Et voilà, tout Erik le Rouge est résumé en ces deux pages : le monde ancien des dieux scandinaves, enfermé dans la morgue de sa force sauvage, incapable de voir en les valeurs de miséricorde et d’humilité d’une Chrétienté « qui s’éveille» un adversaire à sa mesure – comment le pourrait-il ? Comment des faibles pourraient-ils constituer une menace pour des forts ? Comment les vaillants Vikings, vivantes personnifications de la rudesse et de la vigueur de leur terre inhospitalière, pourraient-ils être concernés par les paroles sucrées de ce Dieu du sud fleuri ? Et entre les deux mondes qui se voient sans se regarder, une tension qui ne peut se résoudre que par la violence, une violence latente et sourde qui couve sous les orbites pâles et dénuées d’une autre passion que celle du meurtre des hommes endurcis du Nord.
Mais je m’avance : d’abord, un petit résumé de cette BD pas comme les autres ! En gros, on a Erik le Rouge, espèce de Robert Baratheon poil-de-carotte mâtiné de Macbeth, qui règne sur l’enclave islandaise du Groenland (la « Terre Verte » absolument pas verte, un pieu mensonge par lui inventé pour attirer les colons) ; pour la petite histoire, il y a été exilé pour une « querelle de voisinage » dont le caractère très sanglant (et très divertissant) ne sera dévoilé que fort tard dans le livre.

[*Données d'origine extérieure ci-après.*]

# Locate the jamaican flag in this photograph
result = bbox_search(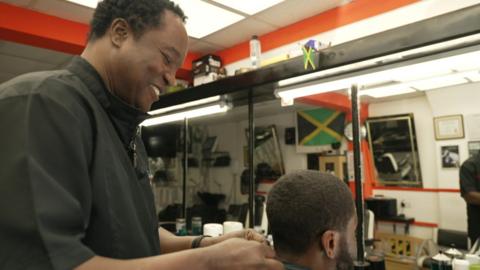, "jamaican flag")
[297,108,345,146]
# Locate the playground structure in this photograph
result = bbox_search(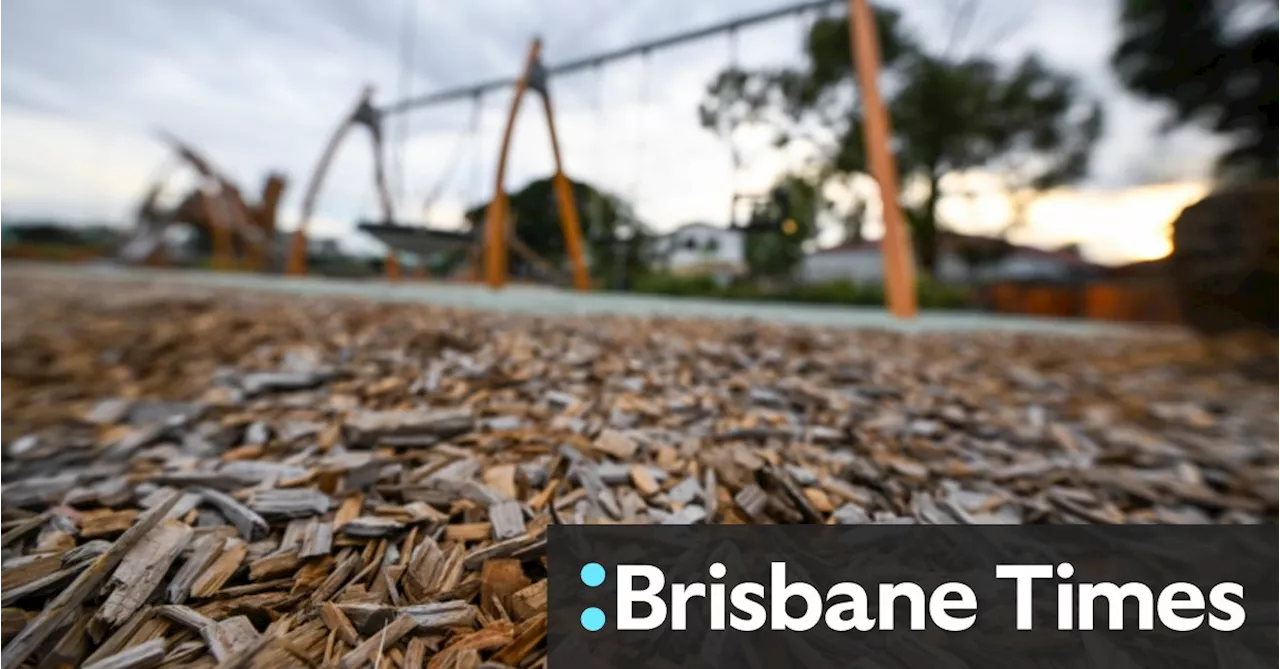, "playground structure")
[118,134,287,271]
[287,0,916,319]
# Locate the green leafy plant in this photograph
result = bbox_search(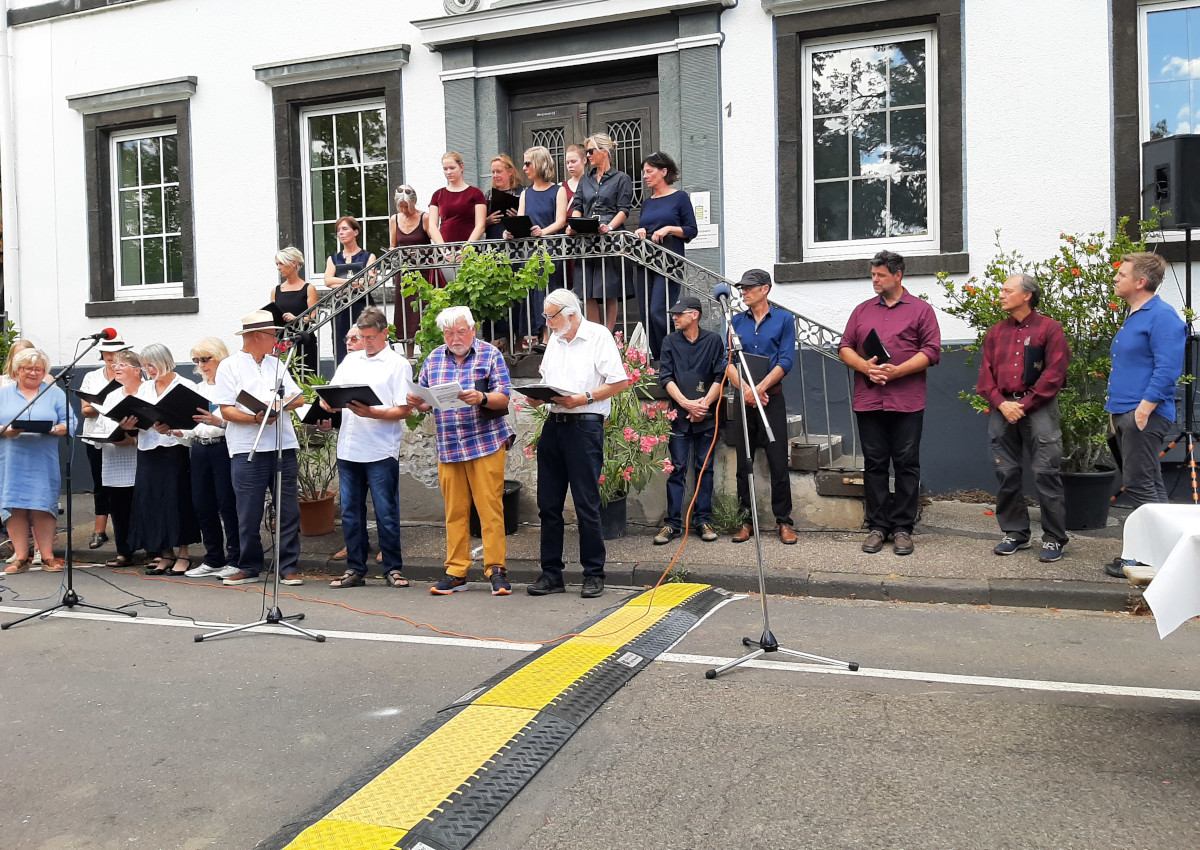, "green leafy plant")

Trop coupable (et trop à couteaux tirés avec le roi d'Islande) pour être pardonné, trop puissant pour être exécuté, on lui a confié la suzeraineté de ces terres nouvelles, un cadeau empoisonné pour ce seigneur qui ne rêve qu’à retourner en son pays d’origine. Résolument fidèle à la foi scandinave, Erik est plus doué pour picoler et se castagner que pour diriger ses sujets, mais enfin les jours s’écoulent à-peu-près paisiblement pour les colons. On comprend vite que, de la même façon que c’est son épouse Thjodild qui porte la culotte dans son couple, Erik n’est que l’homme de paille (enfin, pas « que » : leur relation de domination teintée de respect est l’un des aspects les plus intriguant de la BD) de son ami Farserk Odinsson, un sorcier qui parle aux corbeaux et commande le vent.
Ce petit Eden boréal et païen commence à se fissurer quand débarquent Leif, le second fils d’Erik, un avorton sans intérêt à en croire son papounet, et surtout Thangbrand, un prêtre envoyé par le roi d’Islande en vue d’évangéliser tout ce joli petit monde. Face aux miracles, aux largesses et à la verve du missionnaire, les anciens dieux égoïstes et belliqueux perdent vite de leur charme aux yeux de colons qui doivent lutter chaque jour pour survivre. Parce que l’autorité d’Erik sur son fief est en chute libre, Farserk part au nom de son ami vers les terres constamment enneigées des « Géants » (quand vous verrez qui sont en réalité ces « géants », vous vous direz que les Vikings devraient sérieusement envisager d’arrêter de fumer les harengs) sous le prétexte de rapporter un morse à offrir au village pour rappeler à tous qui est leur roi et qui sont leurs dieux. Mais en réalité, Farserk se plonge au cœur des ténèbres (enfin, au cœur de la blancheur, vu qu’il est entouré de banquise) et subit dans ces contrées infernales des épreuves qui le mènent aux limites de son corps et de sa raison – et qui requièrent qu’il fasse le sacrifice de ses compagnons. En récompense, son père Odin lui apparaît et lui montre comment défaire le prêtre honni… et je m’arrête ici pour le résumé, parce que la suite vaut trop la peine d’être découverte par soi-même ! Disons juste que c’est sanglant.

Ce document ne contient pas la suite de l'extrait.